I am creating a program that will search a text file for a particular phrase. Immediately after that phrase will be a number that needs to be processed and entered into a new text file. On the same line of the text file will be another number that will also be processed and entered into the new text file.
I understand how to do the processing and writing to a new file. It's the searching part that I have trouble with.
I saw this code in the "getline" tutorial page.
// reading a text file
#include <iostream>
#include <fstream>
#include <string>
usingnamespace std;
int main () {
string line;
ifstream myfile ("example.txt");
if (myfile.is_open())
{
while (! myfile.eof() )
{
getline (myfile,line);
cout << line << endl;
}
myfile.close();
}
else cout << "Unable to open file";
return 0;
}
I am thinking that I'll use this structure to get a line from the file, search the line and do my thing. and then continue on with the search. For my program, I do not want to extract the phrase, just the numbers to the left of the phrase. Any help?
That has an off by one error because you are looping on EOF. Please don't do that.
1 2 3 4 5 6 7 8 9 10 11 12
while (getline( myfile, line )) // while there are lines to read
{
string::size_type pos = string.find( ThePhraseYouAreLookingFor );
if (pos != string::npos) // if we found the phrase
{
// read the numbers here (see comments below for why I use seekg())

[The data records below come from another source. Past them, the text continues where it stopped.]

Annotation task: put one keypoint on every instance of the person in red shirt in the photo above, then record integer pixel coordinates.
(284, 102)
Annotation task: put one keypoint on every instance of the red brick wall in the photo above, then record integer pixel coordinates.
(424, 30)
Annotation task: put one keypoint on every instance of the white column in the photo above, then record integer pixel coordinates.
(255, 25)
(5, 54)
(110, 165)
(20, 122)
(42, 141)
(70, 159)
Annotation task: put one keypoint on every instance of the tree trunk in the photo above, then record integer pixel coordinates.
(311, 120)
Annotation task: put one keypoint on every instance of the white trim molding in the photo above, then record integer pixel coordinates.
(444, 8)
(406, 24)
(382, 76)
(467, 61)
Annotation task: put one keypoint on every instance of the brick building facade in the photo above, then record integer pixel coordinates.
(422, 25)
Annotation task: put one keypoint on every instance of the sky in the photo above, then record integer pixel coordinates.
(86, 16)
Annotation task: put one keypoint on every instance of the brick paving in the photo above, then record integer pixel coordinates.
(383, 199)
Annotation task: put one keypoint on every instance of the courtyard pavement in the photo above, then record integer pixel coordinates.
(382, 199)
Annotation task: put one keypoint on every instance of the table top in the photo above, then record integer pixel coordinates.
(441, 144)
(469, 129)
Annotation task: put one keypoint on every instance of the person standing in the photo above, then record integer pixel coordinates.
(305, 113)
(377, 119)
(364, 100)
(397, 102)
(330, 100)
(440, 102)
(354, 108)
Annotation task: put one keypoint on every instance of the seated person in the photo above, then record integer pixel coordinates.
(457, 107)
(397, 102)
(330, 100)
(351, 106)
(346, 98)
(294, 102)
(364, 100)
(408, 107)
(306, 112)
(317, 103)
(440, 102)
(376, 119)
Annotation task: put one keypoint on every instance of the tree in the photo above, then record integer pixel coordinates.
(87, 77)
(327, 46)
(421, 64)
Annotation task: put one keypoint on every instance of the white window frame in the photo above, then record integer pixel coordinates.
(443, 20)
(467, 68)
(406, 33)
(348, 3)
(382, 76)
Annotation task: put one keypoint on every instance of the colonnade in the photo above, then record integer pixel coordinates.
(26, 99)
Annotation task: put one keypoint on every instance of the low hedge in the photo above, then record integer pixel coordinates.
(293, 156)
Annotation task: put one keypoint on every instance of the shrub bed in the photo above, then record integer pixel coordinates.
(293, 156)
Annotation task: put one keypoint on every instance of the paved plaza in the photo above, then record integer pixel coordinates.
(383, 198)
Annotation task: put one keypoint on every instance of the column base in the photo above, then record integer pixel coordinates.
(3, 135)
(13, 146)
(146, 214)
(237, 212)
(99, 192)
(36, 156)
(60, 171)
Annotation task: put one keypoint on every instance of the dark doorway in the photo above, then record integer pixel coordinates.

myfile.seekg( pos + ThePhraseYouAreLookingFor.length() );
myfile >> num1 >> num2;
break; // we're done, so stop searching (quit the while loop)
}
}
Your explanation was unclear whether the numbers are both on the same line as the phrase or whether they may be on another line. Hence, I used the seek function to position the file pointer and read the numbers directly. The example wasabi gave you assumes that the numbers are both on the same line as the phrase you are looking for. If the numbers are on the line following the phrase you are looking for, then you can get rid of the call to seekg(). The code I gave you will work properly either way.
The numbers I am searching for are on the same line as the key phrase, to the (correction to above) *right* of that phrase. The phrase is repeated several times in the file and I want to process each occurance.
Forgive my ignorance, I'm relearning after taking a 2 credit hour class 3 years ago that only focused on C++ for half of that semester.
Duoas:
Line 1, in preparation for the while block, reads myfile and puts the first line into a variable named line. The contents of "line" are irrelevant so long as they exist, the while loop continues.
Line 3, searches the string for the key phrase and sets variable "pos" to the location of the key phrase.
Line 4, if pos does not equal string::npos... string::npos would have a value of the last position in the string. If pos != that, pos must be somwhere in the middle of the file.
Line 7, sets a "book mark" right after the key phrase
Line 8, sends output from myfile to variables num1 and num2. I don't quite understand exactly what that output might be though.
Another question, wouldn't your code quit after the first occurance?
Also as I read your code, the "processing" I need to do would be inserted at line 9? And then remove "break" because I want to continue the search/process to the end of the file.
As a help, I'm searching a .gpx file, which is a text file for Garmin gps units, for coordinates.
The lines that I am looking for look like this:
<wpt lat="26.956467" lon="-80.14995">
I want to take 26.956467 and -80.14995, do some math and start another file with the results of the math.
After finding the first instance, I want to continue on searching the file for more instances of <wpt lat="
The numbers have a set decimal precision so I don't have to worry about them shifting around on me, I can just count characters to get to the lon.